Barclays Capital, which has been building its prime services division globally over the past two years, aims to branch out from synthetic prime brokerage to a full-scale offering to hedge funds and other asset managers, says Ryan Bacher, the bank’s head of prime services for Asia-Pacific.
After establishing an equities trading presence in Hong Kong, Japan, Taiwan, South Korea and India in the past two years, Barclays has been extending its global hedge fund client base from a focus on multi-strategy to the credit, equity long/short, event-driven, relative value and commodities trading adviser categories.
“We are realistic that, at the very least, winning a large mind-share of the synthetic wallet is a very important strategy for us,” says Bacher.

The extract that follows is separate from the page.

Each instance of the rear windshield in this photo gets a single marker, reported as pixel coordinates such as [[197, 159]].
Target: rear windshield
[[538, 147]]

He adds: “We have a full offering [and] are not biased towards any specific strategy and, in fact, most of our clients take a multi-strategy approach. Over time, if we achieve our ambitions, Barclays will be recognised as a full service prime brokerage provider, encompassing synthetics, securities lending, listed futures and options and fixed income financing.”
It builds on the bank’s longer-term target of being a major provider of financing and clearing for equities, fixed income repo, futures, foreign exchange and OTC derivatives.
While the prime services units of many other investment banks are largely geared towards hedge fund clients, Barclays is taking a wider remit in that it will additionally target real money managers, institutional clients, sovereign wealth funds and state entities, says Bacher.
Barclays’ prime services division has 524 staff worldwide. In the region, its prime brokerage initially focused on servicing global asset manager clients with trading activity in Asia, later expanding to serving locally based managers.
According to an AsiaHedge prime brokerage survey in April 2011, Barclays had nearly doubled its market share by AUM in the region to $2.6 billion from $1.4 billion the previous year.
Bacher foresees a continued diversification in hedge fund strategies in Asia, with “a skew towards credit and macro, at the expense of equity long/short”.
He adds: “You’re also having record credit issuances in the last six weeks. It’s a very interesting dynamic and there’s going to be a lot of opportunity in the landscape to step in where capital is leaving quality assets behind.”